Though abortion advocates have tried for years to make the “fake abortion clinic” label stick to pro-life centers that offer women a life-saving alternative, an investigation by BuzzFeed News has actually identified as many as six bona fide fake abortion clinics in Mexico City.
It only took visits to 12 of Mexico City’s 55 abortion mills for BuzzFeed—not exactly the paragon of journalistic zeal—to find six clinics selling fake abortions to unsuspecting women who weren’t even pregnant.
“Diagnosing” non-pregnant women with fake pregnancies, BuzzFeed reporter Yuriria Avila wrote that at least three abortion businesses in Mexico City were charging women as much as 4,900 pesos (or $250) per fake abortion.
As Avila writes:
At two different clinics, a BuzzFeed News Mexico reporter was even shown a small spec on an ultrasound that she was told was the embryo confirming her pregnancy and then felt pressured by doctors to decide which abortion method she would like. No blood or urine tests were provided to confirm the pregnancy, the doctor's just had the information provided by the reporter – her period was late and she saw a faint line on a home pregnancy test.

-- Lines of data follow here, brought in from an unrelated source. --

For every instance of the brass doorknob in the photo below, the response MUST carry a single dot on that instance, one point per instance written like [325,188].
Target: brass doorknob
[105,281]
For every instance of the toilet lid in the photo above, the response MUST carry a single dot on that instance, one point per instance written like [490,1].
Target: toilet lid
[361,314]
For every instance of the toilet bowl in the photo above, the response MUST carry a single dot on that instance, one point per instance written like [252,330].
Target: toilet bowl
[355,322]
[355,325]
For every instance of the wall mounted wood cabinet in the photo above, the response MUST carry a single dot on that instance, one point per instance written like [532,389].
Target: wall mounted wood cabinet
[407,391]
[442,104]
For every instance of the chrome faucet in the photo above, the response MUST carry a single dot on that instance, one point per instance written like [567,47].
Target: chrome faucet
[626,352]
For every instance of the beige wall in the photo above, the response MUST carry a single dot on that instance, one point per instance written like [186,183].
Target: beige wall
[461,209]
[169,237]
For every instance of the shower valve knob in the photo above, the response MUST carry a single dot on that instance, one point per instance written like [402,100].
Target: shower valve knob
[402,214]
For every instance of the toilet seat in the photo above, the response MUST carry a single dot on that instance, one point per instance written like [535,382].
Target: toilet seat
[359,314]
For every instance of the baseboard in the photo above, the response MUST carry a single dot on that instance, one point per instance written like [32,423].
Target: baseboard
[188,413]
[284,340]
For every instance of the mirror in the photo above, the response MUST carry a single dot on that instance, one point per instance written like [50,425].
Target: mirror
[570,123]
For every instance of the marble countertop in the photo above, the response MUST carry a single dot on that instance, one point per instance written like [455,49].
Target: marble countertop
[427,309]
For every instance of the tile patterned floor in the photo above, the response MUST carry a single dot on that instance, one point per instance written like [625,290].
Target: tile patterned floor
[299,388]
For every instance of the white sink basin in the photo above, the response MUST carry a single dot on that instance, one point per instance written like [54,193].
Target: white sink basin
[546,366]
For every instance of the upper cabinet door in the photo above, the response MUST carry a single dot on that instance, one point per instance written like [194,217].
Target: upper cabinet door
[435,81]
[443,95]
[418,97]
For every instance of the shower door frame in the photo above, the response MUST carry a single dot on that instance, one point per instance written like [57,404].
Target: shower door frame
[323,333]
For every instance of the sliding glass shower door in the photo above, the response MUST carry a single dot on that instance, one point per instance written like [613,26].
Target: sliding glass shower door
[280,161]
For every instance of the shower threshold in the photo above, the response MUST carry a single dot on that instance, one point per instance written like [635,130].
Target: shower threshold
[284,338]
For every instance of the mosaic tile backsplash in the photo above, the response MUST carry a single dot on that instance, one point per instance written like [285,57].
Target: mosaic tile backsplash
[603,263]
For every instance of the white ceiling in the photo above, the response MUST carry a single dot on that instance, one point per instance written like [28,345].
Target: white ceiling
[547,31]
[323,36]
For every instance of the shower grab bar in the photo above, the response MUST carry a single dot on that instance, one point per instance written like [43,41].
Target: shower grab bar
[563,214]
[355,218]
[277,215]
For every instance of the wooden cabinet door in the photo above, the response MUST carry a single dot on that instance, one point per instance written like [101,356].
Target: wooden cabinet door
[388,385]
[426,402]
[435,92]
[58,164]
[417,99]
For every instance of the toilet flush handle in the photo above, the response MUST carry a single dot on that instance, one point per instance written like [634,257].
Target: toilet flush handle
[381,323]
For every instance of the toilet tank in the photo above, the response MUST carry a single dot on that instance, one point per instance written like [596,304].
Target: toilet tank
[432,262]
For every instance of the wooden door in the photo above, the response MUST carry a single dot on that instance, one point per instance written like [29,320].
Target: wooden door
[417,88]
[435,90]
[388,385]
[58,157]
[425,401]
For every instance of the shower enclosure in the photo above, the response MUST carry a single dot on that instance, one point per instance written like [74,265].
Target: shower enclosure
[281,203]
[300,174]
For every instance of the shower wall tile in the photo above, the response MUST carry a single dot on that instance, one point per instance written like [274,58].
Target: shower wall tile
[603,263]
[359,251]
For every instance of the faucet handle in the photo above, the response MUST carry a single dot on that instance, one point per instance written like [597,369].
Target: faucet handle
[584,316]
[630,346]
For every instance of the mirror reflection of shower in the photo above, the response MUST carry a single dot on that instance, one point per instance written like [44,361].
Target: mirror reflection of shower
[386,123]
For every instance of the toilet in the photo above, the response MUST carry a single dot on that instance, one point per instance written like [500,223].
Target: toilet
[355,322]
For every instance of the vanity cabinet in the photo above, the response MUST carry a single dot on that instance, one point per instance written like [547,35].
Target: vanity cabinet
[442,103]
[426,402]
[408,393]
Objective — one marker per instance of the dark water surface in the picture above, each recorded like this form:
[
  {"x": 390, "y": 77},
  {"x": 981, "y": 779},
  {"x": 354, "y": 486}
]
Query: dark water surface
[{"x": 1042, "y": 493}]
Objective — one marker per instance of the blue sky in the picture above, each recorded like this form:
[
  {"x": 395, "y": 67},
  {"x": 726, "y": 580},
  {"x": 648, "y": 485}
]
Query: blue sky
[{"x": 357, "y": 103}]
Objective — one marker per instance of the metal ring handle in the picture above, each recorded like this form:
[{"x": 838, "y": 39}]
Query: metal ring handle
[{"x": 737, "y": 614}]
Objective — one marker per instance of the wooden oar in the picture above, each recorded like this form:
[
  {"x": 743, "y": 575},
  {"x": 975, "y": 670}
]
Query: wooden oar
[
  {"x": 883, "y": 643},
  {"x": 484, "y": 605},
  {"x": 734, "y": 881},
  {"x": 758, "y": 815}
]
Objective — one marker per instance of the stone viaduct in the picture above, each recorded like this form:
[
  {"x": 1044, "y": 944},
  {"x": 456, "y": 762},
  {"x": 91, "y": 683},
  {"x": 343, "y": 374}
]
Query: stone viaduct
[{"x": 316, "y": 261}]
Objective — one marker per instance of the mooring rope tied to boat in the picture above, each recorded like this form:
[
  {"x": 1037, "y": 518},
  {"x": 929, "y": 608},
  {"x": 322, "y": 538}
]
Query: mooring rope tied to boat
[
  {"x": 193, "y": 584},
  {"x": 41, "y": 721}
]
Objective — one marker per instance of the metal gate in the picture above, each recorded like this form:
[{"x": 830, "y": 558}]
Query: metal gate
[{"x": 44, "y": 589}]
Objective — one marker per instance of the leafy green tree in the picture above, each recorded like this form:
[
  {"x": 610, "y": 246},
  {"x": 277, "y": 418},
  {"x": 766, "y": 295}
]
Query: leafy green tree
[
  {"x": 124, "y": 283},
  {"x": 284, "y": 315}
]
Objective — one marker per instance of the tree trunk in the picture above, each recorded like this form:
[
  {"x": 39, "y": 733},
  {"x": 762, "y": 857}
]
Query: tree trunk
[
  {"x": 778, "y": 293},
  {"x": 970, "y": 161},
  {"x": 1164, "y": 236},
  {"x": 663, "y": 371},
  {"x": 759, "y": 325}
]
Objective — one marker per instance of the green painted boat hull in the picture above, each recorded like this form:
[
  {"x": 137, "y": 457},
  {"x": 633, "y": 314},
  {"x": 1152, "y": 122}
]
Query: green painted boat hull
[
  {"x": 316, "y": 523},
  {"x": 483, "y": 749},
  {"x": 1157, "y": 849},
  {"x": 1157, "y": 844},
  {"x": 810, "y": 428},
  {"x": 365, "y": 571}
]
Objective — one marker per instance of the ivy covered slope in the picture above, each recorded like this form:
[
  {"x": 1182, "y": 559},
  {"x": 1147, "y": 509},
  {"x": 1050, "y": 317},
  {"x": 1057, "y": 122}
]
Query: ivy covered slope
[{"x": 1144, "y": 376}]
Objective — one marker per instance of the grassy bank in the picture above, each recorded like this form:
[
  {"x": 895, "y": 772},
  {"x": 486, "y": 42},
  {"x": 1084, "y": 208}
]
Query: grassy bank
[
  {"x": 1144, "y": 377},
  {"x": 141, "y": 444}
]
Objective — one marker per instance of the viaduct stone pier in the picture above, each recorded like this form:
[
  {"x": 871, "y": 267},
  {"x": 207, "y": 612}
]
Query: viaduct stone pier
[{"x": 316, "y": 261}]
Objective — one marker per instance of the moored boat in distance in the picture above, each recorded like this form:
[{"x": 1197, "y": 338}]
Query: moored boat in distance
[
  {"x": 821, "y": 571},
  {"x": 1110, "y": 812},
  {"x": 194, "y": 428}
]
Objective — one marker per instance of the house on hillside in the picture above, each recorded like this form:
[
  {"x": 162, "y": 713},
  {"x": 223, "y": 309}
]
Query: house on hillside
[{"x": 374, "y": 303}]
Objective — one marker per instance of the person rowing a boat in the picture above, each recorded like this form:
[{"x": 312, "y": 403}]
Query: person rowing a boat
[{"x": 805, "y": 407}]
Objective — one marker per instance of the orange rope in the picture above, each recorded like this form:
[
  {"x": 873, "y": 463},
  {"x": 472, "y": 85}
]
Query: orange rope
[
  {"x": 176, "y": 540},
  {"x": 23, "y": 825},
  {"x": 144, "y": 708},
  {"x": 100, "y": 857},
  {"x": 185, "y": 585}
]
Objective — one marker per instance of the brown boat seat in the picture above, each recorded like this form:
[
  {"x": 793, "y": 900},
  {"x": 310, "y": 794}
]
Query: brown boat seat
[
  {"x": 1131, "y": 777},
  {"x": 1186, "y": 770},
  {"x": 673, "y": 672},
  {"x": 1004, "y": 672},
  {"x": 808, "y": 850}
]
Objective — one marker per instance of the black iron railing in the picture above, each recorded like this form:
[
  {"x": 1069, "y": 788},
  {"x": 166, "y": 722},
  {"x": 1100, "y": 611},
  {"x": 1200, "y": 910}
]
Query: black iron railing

In addition to the BuzzFeed News Mexico investigation, a group of three psychology students doing a class exercise visited 12 private clinics in Mexico City and were offered unnecessary procedures by six of them.
While the report—focusing on the only city where abortion is legal in Mexico—is shocking in and of itself, the occurrence of abortionists charging women for futile (and physically impossible) procedures isn’t limited to Mexico.
In 2014, Nareshkumar Gandalal “Naresh” Patel was arrested in Oklahoma on eight charges of “fraud for prescribing abortion-inducing drugs to patients who are not pregnant,” according to a press release issued by then-Oklahoma Attorney General Scott Pruitt.
Pruitt, who now heads the Environmental Protection Agency (EPA), stripped Patel of his medical license and closed down his abortion mill after Patel pled guilty to a litany of stunning charges that were set into motion when Pruitt’s office and the Oklahoma Medical Board responded to complaints from pro-life group Operation Rescue.
Abortion advocates at NARAL Pro-Choice America, ReproAction and Lady Parts Justice League—a group led by former comedienne Lizz Winstead—have persistently accused pro-life pregnancy centers of operating as “fake clinics.” That charge is refuted most fiercely by the 99 percent of all women who report a positive experience at the locally funded agencies where many have rescued their babies from abortion.
In reality, pregnancy centers offer women free services including ultrasounds, pregnancy tests, material aid and ongoing help for women targeted by the billion-dollar abortion industry. In addition to serving women who are at-risk for abortion, pregnancy centers also offer emotional and spiritual help for women and men who have experienced past abortions.
There are currently over 2,700 pregnancy centers and medical clinics in the U.S. and 4,000 around the world—including 108 in Mexico—according to Heartbeat International’s Worldwide Directory of Pregnancy Help.